Dans le chapitre 3 du Genji Monogatari de Murasaki Shikibu, roman japonais écrit aux environs de l’an mil par une femme, et l’un des quelques chefs-d’œuvre de la littérature mondiale, le héros, l’éblouissant prince Genji, amoureux de la belle Utsusemi, épouse du gouverneur de province Yo No Kami, s’est introduit en fraude dans les appartements de celle-ci avec la complicité du jeune frère d’Utsusemi. Caché derrière une tenture, il épie Utsusemi et son amie Nokia No Ogi absorbées dans une partie acharnée de GO. [G.P.]
Il y a déjà longtemps, un ami avait tenté de m'initier à cette merveilleuse, intrigante et exaltante activité qu'est le go. Le succès a été mitigé sur le long terme, mais j'en conserve un agréable souvenir et j'ai toujours gardé espoir de pouvoir m'y abandonner de façon décontractée et ludique.
Dans mon parcours parmi les multiples œuvres de Perec, je n'avais pas encore croisé cette contribution à ce manuel d'initiation au go et je m'en voulais qu'elle n'ait pas encore fait partie de mes lectures. Mon écart est maintenant comblé et je me suis plongé avec plaisir dans ce qui constitue à n'en point douter le premier traité en français s'intéressant à l'essor du go et à son introduction en France en présentant de façon agréable aux novices les règles et les stratégies de base du jeu de go. Mais, ces trois amis que sont Lusson, Perec et Roubaud, ne se sont pas empêchés, d'y introduire, tels des potaches assumés, l'humour par des calembours un peu gros, des invectives adressées aux joueurs d'échecs, des pas de côté et des digressions. Cela n'est pas pour déplaire. Cette légèreté ne nuit pas à la mission que se sont donnée les auteurs d'inviter à la découverte de l'art subtil du GO.

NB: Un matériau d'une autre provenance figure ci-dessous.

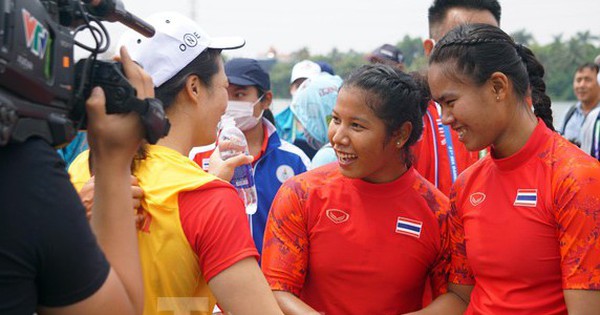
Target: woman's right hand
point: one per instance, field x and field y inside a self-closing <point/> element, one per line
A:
<point x="224" y="169"/>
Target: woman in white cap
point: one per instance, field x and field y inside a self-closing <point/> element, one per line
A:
<point x="194" y="240"/>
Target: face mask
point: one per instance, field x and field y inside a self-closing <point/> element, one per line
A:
<point x="242" y="113"/>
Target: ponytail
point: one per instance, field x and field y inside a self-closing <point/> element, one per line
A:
<point x="535" y="70"/>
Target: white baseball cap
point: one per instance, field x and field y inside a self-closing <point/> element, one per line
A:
<point x="304" y="69"/>
<point x="178" y="41"/>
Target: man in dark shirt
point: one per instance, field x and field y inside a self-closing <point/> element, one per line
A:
<point x="50" y="262"/>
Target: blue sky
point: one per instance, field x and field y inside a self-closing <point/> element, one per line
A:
<point x="321" y="25"/>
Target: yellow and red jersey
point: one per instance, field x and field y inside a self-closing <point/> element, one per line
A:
<point x="346" y="246"/>
<point x="194" y="227"/>
<point x="526" y="227"/>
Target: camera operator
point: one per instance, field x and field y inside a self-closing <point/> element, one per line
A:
<point x="51" y="262"/>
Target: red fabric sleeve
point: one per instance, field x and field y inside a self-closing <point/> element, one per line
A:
<point x="578" y="217"/>
<point x="459" y="270"/>
<point x="285" y="246"/>
<point x="216" y="226"/>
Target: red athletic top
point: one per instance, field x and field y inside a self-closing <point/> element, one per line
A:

La beauté du GO, la fascination qu’il exerce, l’intense émotion qu’il suscite, l’exaltation qu’il provoque viennent du mystère, des mystères qui, à tout instant, à tout niveau, au début ou à la fin de la partie, chez un joueur débutant comme chez un joueur exercé, accompagnent chaque coup, chaque échange.
Ce mystère, cette émotion qui fait que la main a peine à ne pas trembler quand elle pose sa pierre ; cette fascination qui naît lentement puis s’impose à jamais jusqu’à devenir obsession, sinon angoisse, cette beauté ultime qui à tout instant anime l’espace inerte où les adversaires s’affrontent de toute la sauvagerie des escarmouches locales, de toute la quiétude des espaces protégés, de toute la subtilité des pièges longtemps ourdis, déployant dans l’espace et dans le temps le sortilège de figures aux mille renversements, nous aimerions ici, maintenant, un instant, les faire partager, savoir en parler; mais, novices parmi les novices, sachant trop qu’une vie entière ne suffira pas à nous faire percevoir le quart des subtilités dont le GO s’accompagne, nous subissons cette fascination sans pouvoir la dire. [G.P.]
Lecteur, il te faut dominer ta concupiscence naturelle, l’enchaîner dans les fers de la droite raison et de la prudence serpentine! En cette conjoncture la force brute n’y a point place. La présomption non plus. [G.P.]